On the strength of above submissions, the ld. AR urged for allowing the appeal of the assessee.
5. On the other hand, the ld. DR relied on the order of the lower authorities and submitted that the lower authorities have rightly disallowed the claim of the assessee as business expenditure u/s. 3 7(1) of the Act. The assessee did not incur the impugned expenditure in the ordinary course of business. The case laws relied by the assessee are not applicable, being distinguishable on facts.

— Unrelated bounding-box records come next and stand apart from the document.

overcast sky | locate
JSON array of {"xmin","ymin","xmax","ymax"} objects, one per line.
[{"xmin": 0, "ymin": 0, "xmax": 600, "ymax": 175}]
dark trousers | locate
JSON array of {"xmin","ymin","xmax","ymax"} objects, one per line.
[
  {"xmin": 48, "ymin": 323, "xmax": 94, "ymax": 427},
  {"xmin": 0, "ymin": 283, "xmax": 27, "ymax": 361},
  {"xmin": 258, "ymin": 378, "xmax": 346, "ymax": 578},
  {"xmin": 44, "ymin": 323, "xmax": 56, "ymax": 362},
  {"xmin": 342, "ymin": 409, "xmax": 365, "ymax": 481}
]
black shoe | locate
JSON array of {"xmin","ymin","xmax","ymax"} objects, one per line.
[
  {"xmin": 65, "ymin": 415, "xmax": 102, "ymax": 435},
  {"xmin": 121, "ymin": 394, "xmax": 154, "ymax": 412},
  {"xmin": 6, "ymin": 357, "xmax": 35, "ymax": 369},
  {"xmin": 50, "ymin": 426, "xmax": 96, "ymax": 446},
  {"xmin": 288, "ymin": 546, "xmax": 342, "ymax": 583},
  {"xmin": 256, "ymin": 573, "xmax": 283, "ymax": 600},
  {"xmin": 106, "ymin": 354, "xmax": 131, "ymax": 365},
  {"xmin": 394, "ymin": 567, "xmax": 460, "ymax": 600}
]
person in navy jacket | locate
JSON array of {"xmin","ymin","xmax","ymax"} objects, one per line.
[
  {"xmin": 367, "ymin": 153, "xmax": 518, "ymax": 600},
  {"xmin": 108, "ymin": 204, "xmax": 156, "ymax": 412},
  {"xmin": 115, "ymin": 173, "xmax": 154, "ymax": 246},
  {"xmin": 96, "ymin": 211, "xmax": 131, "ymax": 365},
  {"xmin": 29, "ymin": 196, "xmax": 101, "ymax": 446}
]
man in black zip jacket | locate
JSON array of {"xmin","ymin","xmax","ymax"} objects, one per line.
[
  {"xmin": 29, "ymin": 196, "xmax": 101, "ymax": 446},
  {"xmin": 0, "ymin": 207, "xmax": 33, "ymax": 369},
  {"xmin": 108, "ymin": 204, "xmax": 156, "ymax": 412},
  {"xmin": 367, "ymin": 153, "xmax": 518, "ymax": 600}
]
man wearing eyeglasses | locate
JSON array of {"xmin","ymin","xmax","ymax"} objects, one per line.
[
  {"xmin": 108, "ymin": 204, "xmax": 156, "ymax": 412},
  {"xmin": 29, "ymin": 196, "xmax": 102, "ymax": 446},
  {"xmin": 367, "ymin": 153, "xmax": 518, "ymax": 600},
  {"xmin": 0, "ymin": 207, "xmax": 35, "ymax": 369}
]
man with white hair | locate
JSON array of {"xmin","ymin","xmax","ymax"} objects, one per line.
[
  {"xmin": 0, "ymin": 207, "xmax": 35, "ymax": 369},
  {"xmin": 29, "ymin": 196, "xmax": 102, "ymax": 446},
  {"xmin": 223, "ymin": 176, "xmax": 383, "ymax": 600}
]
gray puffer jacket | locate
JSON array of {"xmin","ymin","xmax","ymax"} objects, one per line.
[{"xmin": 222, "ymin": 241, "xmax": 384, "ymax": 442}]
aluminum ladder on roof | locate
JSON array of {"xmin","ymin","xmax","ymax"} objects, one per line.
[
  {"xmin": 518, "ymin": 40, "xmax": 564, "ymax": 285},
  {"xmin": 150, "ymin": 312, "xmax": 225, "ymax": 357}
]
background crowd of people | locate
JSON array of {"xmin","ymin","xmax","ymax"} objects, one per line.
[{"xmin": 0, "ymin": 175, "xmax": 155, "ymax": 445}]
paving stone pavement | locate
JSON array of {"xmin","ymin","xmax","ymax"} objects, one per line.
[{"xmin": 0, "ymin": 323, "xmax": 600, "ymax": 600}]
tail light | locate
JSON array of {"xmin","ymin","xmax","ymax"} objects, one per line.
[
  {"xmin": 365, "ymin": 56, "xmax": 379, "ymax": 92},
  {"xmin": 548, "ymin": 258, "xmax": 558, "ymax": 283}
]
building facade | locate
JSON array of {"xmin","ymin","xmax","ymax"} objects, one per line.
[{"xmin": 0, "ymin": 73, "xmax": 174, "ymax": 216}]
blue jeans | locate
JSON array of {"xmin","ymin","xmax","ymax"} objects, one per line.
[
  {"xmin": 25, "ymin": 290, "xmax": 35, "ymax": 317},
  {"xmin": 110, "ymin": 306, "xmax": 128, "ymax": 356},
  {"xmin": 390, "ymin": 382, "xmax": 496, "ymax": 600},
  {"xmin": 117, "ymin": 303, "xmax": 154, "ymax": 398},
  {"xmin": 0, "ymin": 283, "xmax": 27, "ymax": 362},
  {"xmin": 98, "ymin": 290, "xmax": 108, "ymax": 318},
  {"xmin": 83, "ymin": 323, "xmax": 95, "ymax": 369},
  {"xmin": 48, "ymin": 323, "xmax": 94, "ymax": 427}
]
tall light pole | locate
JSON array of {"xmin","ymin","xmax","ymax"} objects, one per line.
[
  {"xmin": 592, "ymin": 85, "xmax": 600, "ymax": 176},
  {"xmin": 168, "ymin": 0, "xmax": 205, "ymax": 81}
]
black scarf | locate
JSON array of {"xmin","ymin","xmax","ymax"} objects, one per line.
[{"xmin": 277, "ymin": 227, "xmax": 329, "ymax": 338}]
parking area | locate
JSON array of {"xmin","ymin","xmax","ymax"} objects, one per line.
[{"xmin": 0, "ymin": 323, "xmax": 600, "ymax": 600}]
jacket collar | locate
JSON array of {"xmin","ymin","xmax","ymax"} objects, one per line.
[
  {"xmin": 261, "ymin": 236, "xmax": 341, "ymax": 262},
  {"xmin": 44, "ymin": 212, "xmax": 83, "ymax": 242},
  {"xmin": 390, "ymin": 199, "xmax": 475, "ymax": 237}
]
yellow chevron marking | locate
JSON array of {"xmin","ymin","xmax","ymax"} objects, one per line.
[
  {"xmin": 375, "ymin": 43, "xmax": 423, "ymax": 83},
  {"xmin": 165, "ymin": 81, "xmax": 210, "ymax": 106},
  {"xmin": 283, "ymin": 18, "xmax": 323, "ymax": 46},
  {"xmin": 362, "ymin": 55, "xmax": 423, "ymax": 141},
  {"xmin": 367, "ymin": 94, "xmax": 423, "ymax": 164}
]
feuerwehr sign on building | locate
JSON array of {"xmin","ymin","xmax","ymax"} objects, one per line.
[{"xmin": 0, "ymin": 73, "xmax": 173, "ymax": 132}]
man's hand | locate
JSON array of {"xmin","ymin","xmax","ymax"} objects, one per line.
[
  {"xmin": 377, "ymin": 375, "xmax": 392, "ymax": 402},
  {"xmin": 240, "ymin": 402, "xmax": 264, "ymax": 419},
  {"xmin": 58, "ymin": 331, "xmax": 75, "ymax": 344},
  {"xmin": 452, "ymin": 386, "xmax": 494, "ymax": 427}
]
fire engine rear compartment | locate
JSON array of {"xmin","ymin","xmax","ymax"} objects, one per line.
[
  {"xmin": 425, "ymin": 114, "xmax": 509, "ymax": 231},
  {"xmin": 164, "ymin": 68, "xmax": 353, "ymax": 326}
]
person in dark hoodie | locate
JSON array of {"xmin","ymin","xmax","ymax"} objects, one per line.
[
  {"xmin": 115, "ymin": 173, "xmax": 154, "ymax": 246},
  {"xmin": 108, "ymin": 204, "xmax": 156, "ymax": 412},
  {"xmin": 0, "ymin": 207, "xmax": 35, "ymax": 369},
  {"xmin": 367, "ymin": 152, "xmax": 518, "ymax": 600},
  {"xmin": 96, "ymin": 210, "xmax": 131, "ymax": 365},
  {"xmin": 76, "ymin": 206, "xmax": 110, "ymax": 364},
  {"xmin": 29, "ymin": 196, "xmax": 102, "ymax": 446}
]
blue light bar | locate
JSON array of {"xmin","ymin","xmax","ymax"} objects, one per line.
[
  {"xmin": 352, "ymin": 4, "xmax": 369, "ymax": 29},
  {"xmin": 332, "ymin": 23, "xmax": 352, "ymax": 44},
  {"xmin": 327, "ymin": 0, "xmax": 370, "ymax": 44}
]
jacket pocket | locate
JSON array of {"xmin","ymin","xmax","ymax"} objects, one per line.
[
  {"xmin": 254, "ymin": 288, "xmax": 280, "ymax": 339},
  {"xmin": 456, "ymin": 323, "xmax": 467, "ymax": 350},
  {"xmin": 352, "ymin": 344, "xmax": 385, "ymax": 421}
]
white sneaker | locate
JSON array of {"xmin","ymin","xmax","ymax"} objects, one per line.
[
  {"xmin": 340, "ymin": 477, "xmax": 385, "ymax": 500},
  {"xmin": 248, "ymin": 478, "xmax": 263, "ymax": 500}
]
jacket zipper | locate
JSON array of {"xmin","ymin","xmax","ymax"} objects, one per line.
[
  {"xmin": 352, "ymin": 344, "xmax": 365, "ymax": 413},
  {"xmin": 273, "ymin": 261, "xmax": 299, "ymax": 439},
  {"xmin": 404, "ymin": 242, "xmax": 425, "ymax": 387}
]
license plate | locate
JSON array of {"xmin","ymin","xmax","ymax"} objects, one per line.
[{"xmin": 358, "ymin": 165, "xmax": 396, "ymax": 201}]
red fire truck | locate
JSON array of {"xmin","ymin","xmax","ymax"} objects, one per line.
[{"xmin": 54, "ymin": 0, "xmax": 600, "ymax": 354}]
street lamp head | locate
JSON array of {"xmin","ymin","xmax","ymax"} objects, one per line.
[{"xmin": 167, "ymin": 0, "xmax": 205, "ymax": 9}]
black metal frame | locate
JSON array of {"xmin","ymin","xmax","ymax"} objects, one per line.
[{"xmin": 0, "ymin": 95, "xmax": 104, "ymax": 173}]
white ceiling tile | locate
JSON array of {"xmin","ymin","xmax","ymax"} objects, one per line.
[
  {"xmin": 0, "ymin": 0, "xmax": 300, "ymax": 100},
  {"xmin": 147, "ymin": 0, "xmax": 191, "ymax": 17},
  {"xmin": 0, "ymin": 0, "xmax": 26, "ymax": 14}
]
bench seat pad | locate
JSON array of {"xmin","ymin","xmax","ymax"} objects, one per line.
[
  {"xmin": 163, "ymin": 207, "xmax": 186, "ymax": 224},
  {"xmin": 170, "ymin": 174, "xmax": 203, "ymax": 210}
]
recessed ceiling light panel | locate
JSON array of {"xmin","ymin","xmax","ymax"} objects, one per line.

6. After hearing, the submissions of both the parties and going through the material available on record, we find considerable substance in the contention of the assessee. The record reveals that the assessee had paid the insurance premiums of the employees’ family members in terms of employment Rules framed by the assessee-company there for. Therefore, it can hardly be said that the impugned expenditure were not incurred wholly and exclusively for the purpose of business, which is the real intent of Section 3 7(1) of the IT Act. The ld. Authorities below could not bring any evidence on record to substantiate that the payments so made by the assessee-company had no nexus with the business of the assessee. Even otherwise, it is not necessary that all the payments/expenditure incurred by the assessee should have direct bearing on earning of income, but some payments are also made under certain business expediency. In the instant case, The payments claimed to have been made by the assessee for the insurance premium of such members who have attained the age of 21 years or more or who are the remote relations of assessee have already been offered by the assessee to tax before the ld. CIT(A), as also noted in the written submissions above. The ld. Authorities below appear to have rejected the claim of the assessee that these payments were in the nature of perquisites to the employees as contemplated under sub-clause (iv) of section 17(2) of the IT Act, according to which any sum paid by the employer in respect of any obligation which, but for such payment, would have been payable by the assessee, shall be included in perquisites. However, in view of proviso (iii) & (iv) appended to this section clearly prohibit the application of section 17(2) in certain eventualities as contained in these provisos. In view of attending facts and circumstances of the case and the provisions of law, noted above, we do not find any justification in the findings reached by the ld. Authorities below for rejecting the deduction of impugned expenditure claimed by the assessee. Therefore, in view of various decisions relied by the assessee and in the totality of facts and circumstances of the case, we do not find any justification to discard the impugned claim of assessee made u/s. 37(1) of the IT Act. Accordingly, the appeal of the assessee deserves to be allowed.
7. In the result, the appeal is allowed.
Order pronounced in the open court on 13th August, 2018.